Waivers Related to Administrative Activities

  • Allowing teaching hospitals to increase their number of temporary beds without facing reduced indirect medical education payments.
  • Allowing hospital systems that include rural health clinics to increase their bed capacity without affecting the rural health clinic’s payments.
  • Allowing inpatient psychiatric facilities and IRFs to admit more patients without facing reduced teaching status payments.
  •  Making adjustments to the ACO financial methodology to account for COVID-19.
    • This includes mitigating losses proportional the number of months in the calendar year affected by the emergency, which began in January 2020. These adjustments also will exclude from shared savings calculations Part A and B payment amounts for an episode of care for treatment of COVID-19, triggered by an inpatient service.
    • Forgoing the annual application cycle for 2021; as such, ACOs whose participation is set to end this year will have the option to extend for another year, under their existing historical benchmark.
    • Giving ACOs in the “BASIC” track the option to maintain their current risk level for 2021, instead of being advanced automatically to the next risk level. However, ACOs that choose this option will be automatically advanced to the risk level they would been at for performance year (PY) 2022 without the 2021 deferral. For example, an ACO participating in Level B of the BASIC track can choose to stay in Level B for PY 2021, but will be automatically advanced to Level D for PY 2022.
  • Including in the definition of primary care services used to determine beneficiary assignment codes that represent remotely provided primary care services, including virtual check-ins, e-visits and telephonic E/M services.
  • Permitting states operating a Basic Health Program (BHP) to submit revised BHP Blueprints for temporary changes tied to the COVID-19 public health emergency that are not restrictive and could be effective retroactive to the first day of the COVID-19 public health emergency declaration.
  • Data reporting for new transfer of health information measures, and certain standardized patient assessment data elements (SPADEs) were scheduled to begin on Oct. 1, 2020 for long-term care hospitals (LTCHs), IRFs and skilled nursing facilities (SNFs), and Jan. 1, 2021 for home health agencies. CMS is now delaying the reporting of these data to either one full fiscal year (IRFs, SNFs and LTCHs), or one full calendar year (HH agencies) after the end of the COVID-19 public health emergency. In addition, CMS is granting a reporting exception for measures specific to HH value-based purchasing (VBP) demonstration program.
  • CMS clarifies that it has the authority to grant regional and national reporting extensions and exceptions for the VBP program, and that hospitals would not need to submit request forms to receive such exceptions.

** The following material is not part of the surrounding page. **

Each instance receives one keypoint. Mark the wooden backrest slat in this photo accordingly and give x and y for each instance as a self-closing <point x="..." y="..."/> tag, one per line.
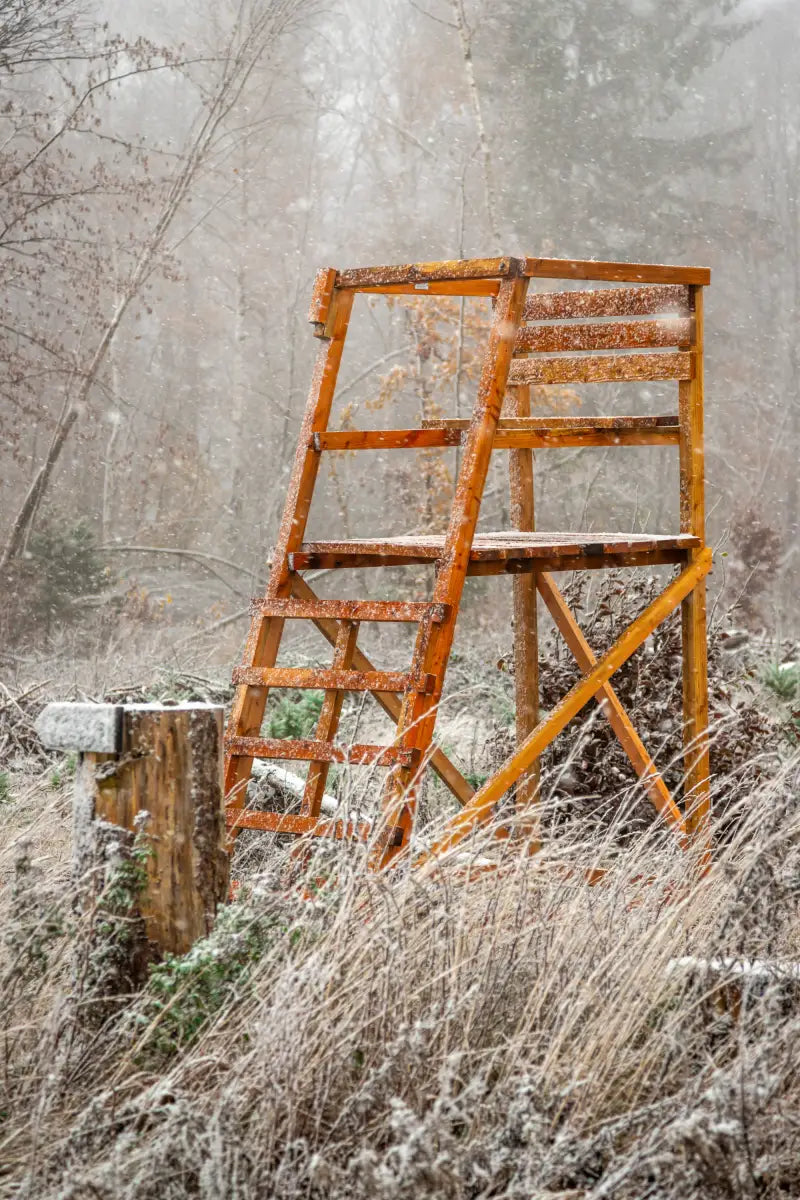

These changes help the hospital VBP extraordinary circumstances exception (ECE) policy align better with other CMS programs.

Further Questions

If you have questions, please contact AHA at 800-424-4301.

Key Takeaways

New waivers related to COVID-19 include those designed to:

  • Allow teaching hospitals to increase their number of temporary beds without facing reduced indirect medical education payments.
  • Allow certain provider-based hospital outpatient departments that relocate to continue to be paid at the full outpatient prospective payment system rate, rather than the reduced site-neutral rate.
  • Make numerous adjustments to the accountable care organization program to account for the emergency, including so that ACOs’ losses will be mitigated.
  • Waive certain coverage and classification requirements to enable freestanding inpatient rehabilitation facilities to accept patients from acute-care hospitals experiencing a surge, even if the patients do not require rehabilitation care.
  • Waive limitations on the types of health care professionals that can furnish distant site telehealth services to include all those that are eligible to bill Medicare for their professional services.